O muhteşem güzelliği ifade etmek çok zor... Yemyeşil bir arazi ve tam üstünde kırmızı bir tepsi... yola çıkış telaşı içinde fotoğraf makinamı unutmuş olmaktan dolayı acı çekiyorum, ilk aklıma gelen o muhteşem görüntüyü sizlerle paylaşmaktı ama affedin ki olamadı, sadece zihnime işleyebildim...
Saat 8den itibaren ise, şantiye, bakan ziyareti, sınır ve 20 kadar yerel-ulusal basın mensubu ile geçen mücadele dolu anlar, bir gece önce gece yarısına kadar hazırlanan dosyaların dağıtımı, ardı arkası kesilmeyen isteklerin karşılanmaya çalışılması, koşuşturmalar vs derken nihayet herşey bitti, akşam 9 ve yine odamda, yemyeşil aşkımın karşısında bu kez de günbatımını yakalamanın mutluluğundayım.
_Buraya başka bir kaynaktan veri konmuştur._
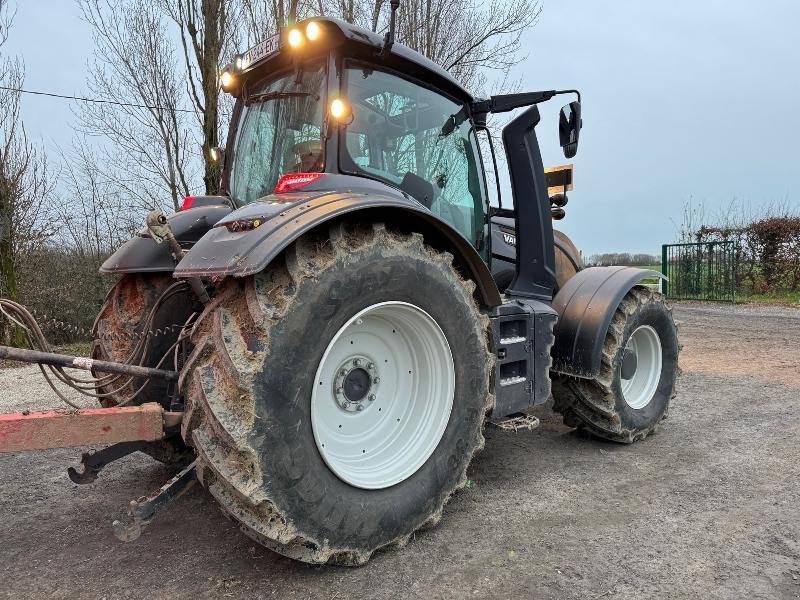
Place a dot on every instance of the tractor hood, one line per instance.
(246, 240)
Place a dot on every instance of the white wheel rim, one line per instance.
(380, 438)
(645, 344)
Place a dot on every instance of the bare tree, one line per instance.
(206, 33)
(147, 137)
(25, 184)
(466, 38)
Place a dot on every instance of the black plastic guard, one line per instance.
(285, 217)
(141, 254)
(522, 335)
(585, 305)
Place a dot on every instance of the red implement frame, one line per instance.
(58, 429)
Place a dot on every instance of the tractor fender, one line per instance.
(585, 306)
(141, 254)
(234, 248)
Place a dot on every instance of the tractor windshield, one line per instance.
(418, 140)
(279, 132)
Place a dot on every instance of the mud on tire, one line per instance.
(118, 327)
(598, 405)
(249, 380)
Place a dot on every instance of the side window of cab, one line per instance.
(417, 140)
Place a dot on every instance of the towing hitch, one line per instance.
(142, 511)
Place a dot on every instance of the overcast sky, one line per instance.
(682, 99)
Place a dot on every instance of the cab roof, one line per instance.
(401, 57)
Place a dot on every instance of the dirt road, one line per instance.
(708, 507)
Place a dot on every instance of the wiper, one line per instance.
(277, 96)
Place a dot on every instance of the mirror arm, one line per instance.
(508, 102)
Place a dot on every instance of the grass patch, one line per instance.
(777, 299)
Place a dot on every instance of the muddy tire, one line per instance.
(631, 395)
(260, 418)
(116, 331)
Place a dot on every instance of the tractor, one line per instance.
(350, 311)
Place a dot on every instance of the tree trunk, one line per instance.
(8, 269)
(213, 27)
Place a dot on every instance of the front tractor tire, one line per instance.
(121, 325)
(631, 394)
(337, 398)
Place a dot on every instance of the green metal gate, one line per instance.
(702, 271)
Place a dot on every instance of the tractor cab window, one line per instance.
(417, 140)
(279, 132)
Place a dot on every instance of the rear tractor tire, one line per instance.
(639, 368)
(337, 398)
(118, 328)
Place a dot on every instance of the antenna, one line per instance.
(388, 39)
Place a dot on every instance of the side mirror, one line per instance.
(569, 127)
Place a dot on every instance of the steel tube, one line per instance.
(61, 428)
(80, 362)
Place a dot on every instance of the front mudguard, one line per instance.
(141, 254)
(586, 306)
(238, 247)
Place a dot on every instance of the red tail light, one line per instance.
(187, 203)
(292, 181)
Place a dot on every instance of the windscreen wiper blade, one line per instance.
(277, 96)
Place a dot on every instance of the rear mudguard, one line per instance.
(141, 254)
(233, 248)
(585, 306)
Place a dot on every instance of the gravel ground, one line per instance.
(707, 507)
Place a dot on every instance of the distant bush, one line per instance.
(767, 253)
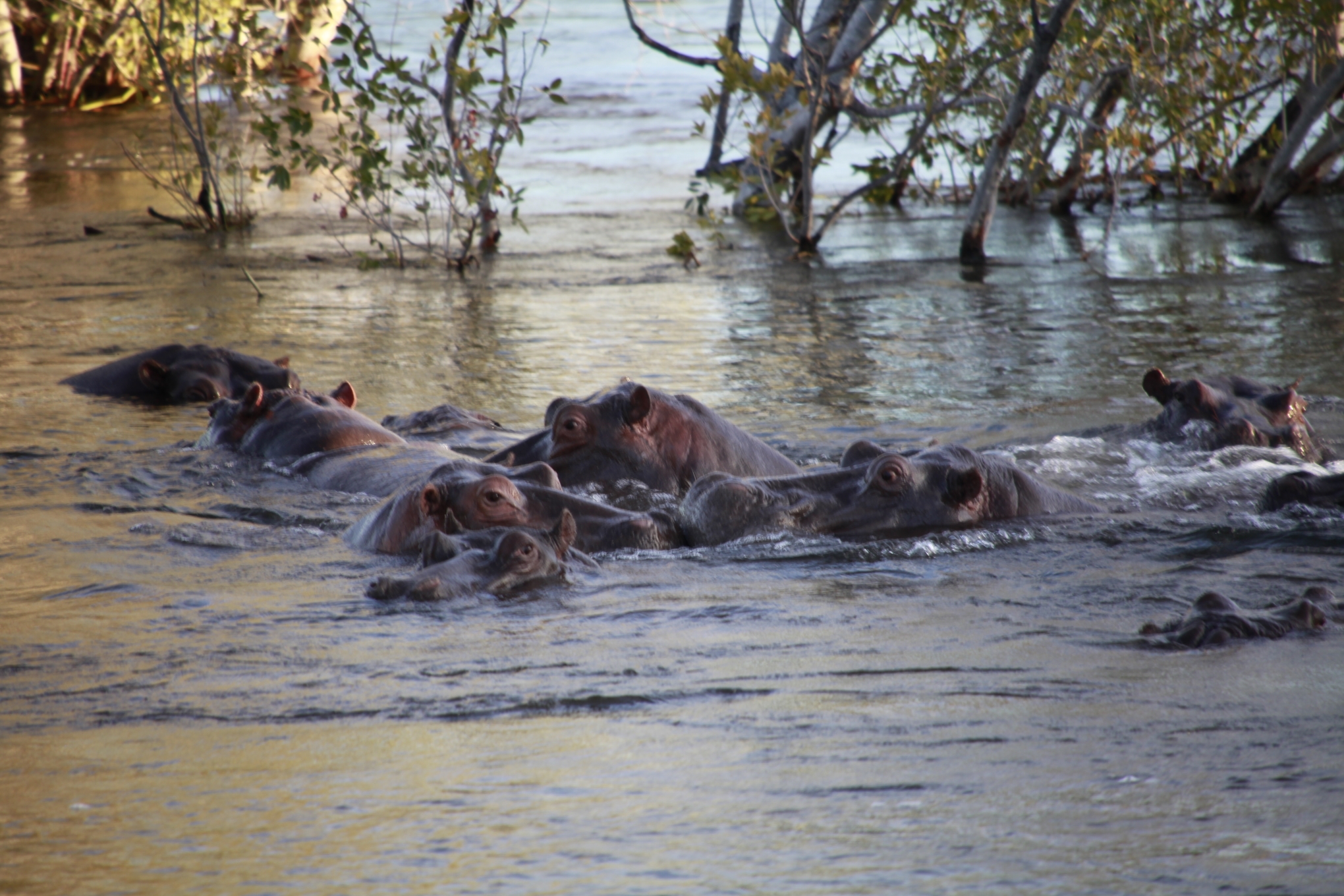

Ertesi sabahki kızıl tepsiyi yakalama umudu ile huzurlu bir uykuya merhaba...

Dün akşamdan beri yine İstanbul’dayım, akşam tofu keyfi ile tüm yorgunluğumu attım ve yarın akşam odamda uyuyacak olmanın mutluluğu ile şimdi bir İstanbul turuna çıkıyorum, izninizle...



Buarada, Sevgili Brajeshwari gözün ve gönlün arkada kalmasın, Eylül ortasına kadar Ankara'da tofuda nöbetçiyim, herkes dönünce, havalar biraz serinleyince ve tatil yerleri sakinleşince sıra bana gelecek ve 15 gün yok olacağım :) O zamana kadar sen keyfine bak, tatilinin tadını çıkar, yokluğunu aratmamam mümkün değil ama izin vermem "tofu"nun darmadağın kalmasına, endişe etme keyif yap :)


4 yorum:

selma dedi ki...

Hoşgeldin Nilambara,
Hoşbulduk Nilambara...

Burda sizlerle beraber olduğum için çok mutluyum...

Brajeshwari dedi ki...

Ben yarin gidiyorum ama bakin pazar gecesi rutin Tofumu yapmadan duramiyorum...Benide seyahetlerinize goturun yanimda hep fotograf makinesi olur...Ayrica ben gidiyorum ama bu yil daha cok gezecegiz sozunuz var unutmayarak gidiyorum...

tofuyu merak etmiyorum..Siz iyi olun yeter bana..opuyorum...

crispy dedi ki...

Nilambara ne güzel tasvirlemişsin.
Geçen ay Devrim'le yaptığımız
gezide bende günebakan tarlalarından çok etkilenmiştim ve
kafamdan istemdışı Yeni Türkü'nün
güne bakan düşlerimiz şarkısı
çınlamıştı....

Beto

Bluewaves dedi ki...

Sevgili Nilambara'
Fotograf makineni unutarak gitmis olsan da o kadar guzel tanimlamissin ki hem ayciceklerini hem o guzel gunesi gormus kadar heyencanlandim yazini okurken.
Bu arada herkes donene kadar senin orda olmana sevindim.Neden hepsi sozlesmis gibi ayni anda gidiyorlar acaba????